Henry Crabb Robinson, 30 Russell Square, London, to Mary Wordsworth, [Rydal Mount], 13 September [18]51.
30 Russell Square
13th Sept 51.
My dear friend
I accept your very kind offer And will take up my abode with you during the short time which will be left to me for this Autumn visit – Indeed the reasons for my wishing for a private residence do not now apply –
Much has been taken from the vale, certainly, but much remains And will remain during our lives – That is as long as you continue to be an object of interest to the visitor And I am capable of feeling that interest –
Never was my impression of the transient character of all our enjoyments And of the means afforded for the fulfilment of our respective offices, as at this moment –This is as it should be – I am now in the habit of considering, not gloomily or with a sense of wrong, every thing as transitory & possibly as the termination of a Series In this the Epicurean & the Christian may agree And worldlymindedness & otherworldlymindedness to borrow Coleridge’s felicitous expression concur –
Postponing indefinitely my visit to Bath I postpone only for days, or possibly hours my arrival at Rydal – One of the reasons why I am pleased at the change of plan proposed by you is that it leaves me more at liberty – I have now engagements which end on Tuesday here And I will decline all pleasureable proposals for a future day And nothing which does not partake of the character of an obligation shall make me voluntarily postpone my departure beyond the middle of next week, but I feel inclined to vary my course & come to you by the Western side and the steam boat up the lake – If you have any thing to suggest on this subject, or any thing you would wish me to do, you have time to write, but you must not calculate on my being here after the Evening of Tuesday I may leave before the post time on Wed: This uncertainty, were I a company visitor would be unwarrantable, but it is because I am not one, that I leave it thus
I am now going out And shall enquire to day at Moxon’s about your Son & his children And perhaps a P: S: may tell you something about them – I have heard nothing yet –
So with all kind remembces to the few to whom they can now be communicated And with lively hopes of a speedy meeting
I am
as ever
affectionately your’s
H. C. Robinson
Mrs Wordsworth
Text: WLL, Robinson, Henry Crabb/22, Wordsworth Trust and Museum, Grasmere.
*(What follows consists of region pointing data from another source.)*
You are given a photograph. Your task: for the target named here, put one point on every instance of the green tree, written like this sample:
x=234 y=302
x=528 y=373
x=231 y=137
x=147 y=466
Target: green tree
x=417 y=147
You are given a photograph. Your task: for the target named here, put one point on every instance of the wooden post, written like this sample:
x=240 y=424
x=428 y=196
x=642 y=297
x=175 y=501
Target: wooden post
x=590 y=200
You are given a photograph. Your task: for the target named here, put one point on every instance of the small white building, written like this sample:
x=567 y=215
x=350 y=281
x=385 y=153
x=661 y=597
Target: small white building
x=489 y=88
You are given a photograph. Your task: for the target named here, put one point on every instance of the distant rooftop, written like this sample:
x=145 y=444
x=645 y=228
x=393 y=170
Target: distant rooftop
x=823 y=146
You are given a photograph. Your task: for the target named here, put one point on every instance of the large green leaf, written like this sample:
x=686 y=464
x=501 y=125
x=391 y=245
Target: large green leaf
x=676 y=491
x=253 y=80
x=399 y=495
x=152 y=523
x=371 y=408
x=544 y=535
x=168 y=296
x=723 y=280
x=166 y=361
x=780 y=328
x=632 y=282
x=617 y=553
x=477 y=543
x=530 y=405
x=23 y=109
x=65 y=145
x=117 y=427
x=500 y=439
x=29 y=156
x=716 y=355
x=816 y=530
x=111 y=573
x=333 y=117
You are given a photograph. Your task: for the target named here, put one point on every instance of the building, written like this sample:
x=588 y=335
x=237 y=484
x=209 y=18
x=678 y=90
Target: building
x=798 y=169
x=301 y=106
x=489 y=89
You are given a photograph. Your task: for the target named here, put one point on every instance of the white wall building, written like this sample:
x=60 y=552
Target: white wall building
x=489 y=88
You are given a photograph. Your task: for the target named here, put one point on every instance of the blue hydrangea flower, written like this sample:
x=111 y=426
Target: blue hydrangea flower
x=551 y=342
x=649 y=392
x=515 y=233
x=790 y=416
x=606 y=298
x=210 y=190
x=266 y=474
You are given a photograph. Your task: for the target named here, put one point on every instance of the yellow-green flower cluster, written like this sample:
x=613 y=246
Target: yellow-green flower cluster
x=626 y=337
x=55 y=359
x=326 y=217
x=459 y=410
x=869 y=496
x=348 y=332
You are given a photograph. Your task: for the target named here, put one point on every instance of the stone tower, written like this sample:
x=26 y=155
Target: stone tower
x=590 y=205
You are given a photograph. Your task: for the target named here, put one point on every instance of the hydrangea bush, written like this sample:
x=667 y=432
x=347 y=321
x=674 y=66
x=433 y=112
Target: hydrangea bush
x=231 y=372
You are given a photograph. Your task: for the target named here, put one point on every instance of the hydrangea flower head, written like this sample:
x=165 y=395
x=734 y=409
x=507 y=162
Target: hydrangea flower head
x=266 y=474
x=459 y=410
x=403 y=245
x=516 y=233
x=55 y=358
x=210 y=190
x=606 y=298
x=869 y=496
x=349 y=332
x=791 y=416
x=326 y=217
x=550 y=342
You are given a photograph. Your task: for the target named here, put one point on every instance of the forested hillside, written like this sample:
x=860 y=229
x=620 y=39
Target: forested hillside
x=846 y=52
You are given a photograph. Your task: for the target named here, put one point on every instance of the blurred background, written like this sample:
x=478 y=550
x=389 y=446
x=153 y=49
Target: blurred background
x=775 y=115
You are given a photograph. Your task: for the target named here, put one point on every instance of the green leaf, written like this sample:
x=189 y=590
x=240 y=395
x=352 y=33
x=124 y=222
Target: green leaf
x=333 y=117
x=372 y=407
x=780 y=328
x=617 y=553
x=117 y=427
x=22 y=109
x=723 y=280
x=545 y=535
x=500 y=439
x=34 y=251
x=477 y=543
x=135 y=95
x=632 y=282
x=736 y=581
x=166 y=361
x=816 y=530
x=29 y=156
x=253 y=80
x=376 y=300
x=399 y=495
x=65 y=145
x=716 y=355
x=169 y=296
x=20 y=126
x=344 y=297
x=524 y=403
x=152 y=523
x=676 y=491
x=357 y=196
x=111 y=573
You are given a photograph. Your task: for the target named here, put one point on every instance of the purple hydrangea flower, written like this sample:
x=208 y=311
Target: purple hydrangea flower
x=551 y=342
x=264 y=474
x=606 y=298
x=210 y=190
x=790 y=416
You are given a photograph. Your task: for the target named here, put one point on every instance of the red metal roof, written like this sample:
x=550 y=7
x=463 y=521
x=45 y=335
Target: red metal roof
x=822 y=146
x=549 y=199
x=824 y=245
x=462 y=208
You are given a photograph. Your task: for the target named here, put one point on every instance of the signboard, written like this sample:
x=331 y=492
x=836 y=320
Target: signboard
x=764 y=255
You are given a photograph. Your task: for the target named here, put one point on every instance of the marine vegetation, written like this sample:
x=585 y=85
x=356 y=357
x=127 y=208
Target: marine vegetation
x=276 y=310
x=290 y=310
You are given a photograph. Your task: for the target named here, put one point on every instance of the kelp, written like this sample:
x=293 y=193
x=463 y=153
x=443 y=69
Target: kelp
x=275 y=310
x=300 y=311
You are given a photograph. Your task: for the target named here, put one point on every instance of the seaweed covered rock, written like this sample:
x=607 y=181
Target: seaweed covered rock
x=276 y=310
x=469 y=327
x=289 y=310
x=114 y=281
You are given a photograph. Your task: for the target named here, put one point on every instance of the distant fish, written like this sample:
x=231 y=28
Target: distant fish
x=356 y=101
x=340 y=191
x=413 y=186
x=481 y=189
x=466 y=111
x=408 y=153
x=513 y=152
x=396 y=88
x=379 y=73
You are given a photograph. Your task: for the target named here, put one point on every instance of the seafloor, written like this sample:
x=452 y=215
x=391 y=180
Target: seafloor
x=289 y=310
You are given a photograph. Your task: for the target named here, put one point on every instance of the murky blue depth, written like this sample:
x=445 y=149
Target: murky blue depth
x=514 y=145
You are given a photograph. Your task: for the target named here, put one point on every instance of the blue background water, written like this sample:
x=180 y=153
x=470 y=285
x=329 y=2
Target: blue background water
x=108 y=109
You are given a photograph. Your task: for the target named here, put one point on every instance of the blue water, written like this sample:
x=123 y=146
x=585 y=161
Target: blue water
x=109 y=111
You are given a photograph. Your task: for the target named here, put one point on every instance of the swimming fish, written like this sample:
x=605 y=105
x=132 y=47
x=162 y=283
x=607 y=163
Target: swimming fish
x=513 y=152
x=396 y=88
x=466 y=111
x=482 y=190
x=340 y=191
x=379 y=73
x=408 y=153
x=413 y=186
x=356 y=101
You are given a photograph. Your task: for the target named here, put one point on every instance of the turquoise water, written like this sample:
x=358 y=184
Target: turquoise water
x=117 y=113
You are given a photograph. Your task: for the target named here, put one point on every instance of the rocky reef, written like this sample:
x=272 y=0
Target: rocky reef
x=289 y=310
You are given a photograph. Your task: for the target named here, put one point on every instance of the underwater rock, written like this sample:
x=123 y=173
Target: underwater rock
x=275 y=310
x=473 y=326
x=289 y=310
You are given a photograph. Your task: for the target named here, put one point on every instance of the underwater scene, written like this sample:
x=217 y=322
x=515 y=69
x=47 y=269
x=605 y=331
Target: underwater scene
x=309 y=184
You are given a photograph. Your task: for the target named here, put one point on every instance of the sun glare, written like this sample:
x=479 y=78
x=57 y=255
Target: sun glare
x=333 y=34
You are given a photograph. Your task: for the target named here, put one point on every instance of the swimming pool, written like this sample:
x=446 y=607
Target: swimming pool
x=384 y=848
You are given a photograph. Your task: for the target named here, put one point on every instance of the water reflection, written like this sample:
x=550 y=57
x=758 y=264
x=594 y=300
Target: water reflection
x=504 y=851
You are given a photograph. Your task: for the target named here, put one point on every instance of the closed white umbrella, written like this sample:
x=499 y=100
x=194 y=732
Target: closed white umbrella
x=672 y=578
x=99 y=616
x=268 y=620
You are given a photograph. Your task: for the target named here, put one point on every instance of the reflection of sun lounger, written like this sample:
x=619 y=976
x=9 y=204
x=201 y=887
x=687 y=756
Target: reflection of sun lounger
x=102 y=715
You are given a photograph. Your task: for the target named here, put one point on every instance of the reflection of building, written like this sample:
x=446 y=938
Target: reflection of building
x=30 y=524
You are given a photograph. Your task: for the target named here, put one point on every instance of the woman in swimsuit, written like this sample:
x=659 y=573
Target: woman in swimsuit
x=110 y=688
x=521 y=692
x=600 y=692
Robinson writes in his diary on 13 September 1851: ‘I wrote a long letter to my brother and also to Mrs Wordsworth informing her of my intended departure but leaving the time uncertain. I called at Albebert’s where was Mrs Cooper. I then went to the tailors and then to Moxon’s – heard of Jno Wordsworth but did not seek him out. Then went to the Crystal Palace where I think I had more amusement than at any other time.’